Ein solches Kladogramm stellt in vereinfachter Weise die stammesgeschichtliche Entwicklung einer Gruppe von Organismen dar. Kladogramme sind keine evolutionären (phylogenetischen) Stammbäume, die zeitliche Dimension beispielsweise fehlt in dem Kladogramm völlig.

Man kann aber erkennen, welche rezenten Lebewesen (grüne Kästen in der Abbildung) einen gemeinsamen Vorfahren hatten und welche Merkmale jeweils neu hinzugekommen sind.

Betrachten wir das Beispiel-Kladogramm einmal näher und fangen dabei unten an. Der Laubfrosch hat als Lurch noch keine Haare, dieses Merkmal tritt erst bei den Säugetieren auf. Der gelbe Kasten mit dem Text "Haare" bezeichnet also ein Merkmal, dass alle Lebewesen oberhalb dieses Astes gemeinsam besitzen. Solche neu auftretenden Merkmale, die typisch sind für alle nachfolgenden Arten, werden übrigens als Autapomorphien bezeichnet. Der Besitz von Haaren ist also eine Autapomorphie der Säugetiere, zumindest der vier im Kladogramm dargestellten Arten. Statt der Haare hätte man hier auch Milchdrüsen erwähnen können, ebenfalls eine Autapomorphie der Säugetiere.

Das Raubtiergebiss mit Reißzähnen, scharfen Eckzähnen und so weiter ist eine Autapomorphie der Raubtiere, einer Ordnung innerhalb der Säugetiere.
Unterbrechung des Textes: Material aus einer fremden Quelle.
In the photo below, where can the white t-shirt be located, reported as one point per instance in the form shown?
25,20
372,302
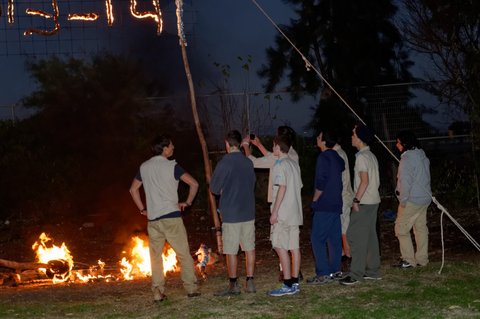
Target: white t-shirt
268,161
367,162
287,172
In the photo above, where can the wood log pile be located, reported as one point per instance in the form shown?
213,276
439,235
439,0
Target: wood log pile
13,273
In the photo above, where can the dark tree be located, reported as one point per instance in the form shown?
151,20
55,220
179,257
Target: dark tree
78,154
352,43
448,34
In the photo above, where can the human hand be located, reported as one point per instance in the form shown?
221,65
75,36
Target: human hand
183,205
273,219
355,207
246,142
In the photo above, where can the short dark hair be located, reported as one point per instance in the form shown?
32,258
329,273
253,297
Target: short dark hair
283,142
234,138
408,140
329,137
285,130
159,142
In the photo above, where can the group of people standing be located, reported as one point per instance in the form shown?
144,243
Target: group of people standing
343,222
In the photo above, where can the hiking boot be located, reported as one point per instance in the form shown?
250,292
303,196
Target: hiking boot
372,278
283,291
296,286
403,264
337,276
348,281
319,280
232,290
250,286
158,296
345,264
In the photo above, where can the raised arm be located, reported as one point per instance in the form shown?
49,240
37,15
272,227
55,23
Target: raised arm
192,191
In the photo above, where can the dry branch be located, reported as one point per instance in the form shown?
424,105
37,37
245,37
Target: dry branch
21,266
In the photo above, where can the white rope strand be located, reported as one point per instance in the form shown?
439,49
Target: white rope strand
308,66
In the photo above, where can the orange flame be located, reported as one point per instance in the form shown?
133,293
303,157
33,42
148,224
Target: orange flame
46,252
139,264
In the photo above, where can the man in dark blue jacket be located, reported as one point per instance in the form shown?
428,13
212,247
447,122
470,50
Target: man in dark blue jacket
327,207
234,181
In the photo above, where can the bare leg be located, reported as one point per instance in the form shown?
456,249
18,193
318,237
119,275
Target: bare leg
250,262
296,260
285,262
232,262
346,246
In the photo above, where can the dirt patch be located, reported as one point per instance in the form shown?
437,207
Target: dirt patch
90,242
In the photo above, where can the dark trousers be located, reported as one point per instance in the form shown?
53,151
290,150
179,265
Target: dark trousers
326,240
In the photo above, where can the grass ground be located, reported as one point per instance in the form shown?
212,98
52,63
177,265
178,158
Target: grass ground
412,293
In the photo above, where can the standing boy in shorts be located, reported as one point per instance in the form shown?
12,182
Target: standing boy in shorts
286,216
234,181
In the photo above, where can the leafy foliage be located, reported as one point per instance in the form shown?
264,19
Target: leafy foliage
351,43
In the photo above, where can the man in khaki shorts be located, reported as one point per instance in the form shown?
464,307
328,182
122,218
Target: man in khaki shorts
234,181
286,216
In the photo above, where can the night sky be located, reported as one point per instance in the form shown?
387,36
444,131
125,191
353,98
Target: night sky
217,31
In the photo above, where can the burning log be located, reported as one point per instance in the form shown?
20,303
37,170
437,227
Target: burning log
21,266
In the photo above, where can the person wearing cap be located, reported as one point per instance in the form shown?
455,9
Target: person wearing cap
160,176
362,232
414,195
Die drei Arten Hauskatze, Tiger und Braunbär unterscheiden sich von dem Rind durch den Besitz eines Raubtiergebisses.

Die Katzenarten Hauskatze und Tiger haben einziehbare Krallen als gemeinsames Merkmal und unterscheiden sich dadurch vom Braunbären, und die Hauskatze unterscheidet sich durch das Schnurren vom Tiger.

Hier sehen Sie eine alternative Darstellung des gleichen Kladogramms wie in Abbildung 1:

Beschreibung siehe folgenden Text

Alternative Darstellung des Kladogramms aus Abb. 1
Autor: Ulrich Helmich 2023, Lizenz: CC BY-NC-SA 4.0

Das Kladogramm ist erstens graphisch anders dargestellt, und zweitens wurde auf die Angabe der jeweils neuen Merkmale verzichtet, stattdessen wurden die Bezeichnungen der jeweiligen Taxa an die Äste geschrieben.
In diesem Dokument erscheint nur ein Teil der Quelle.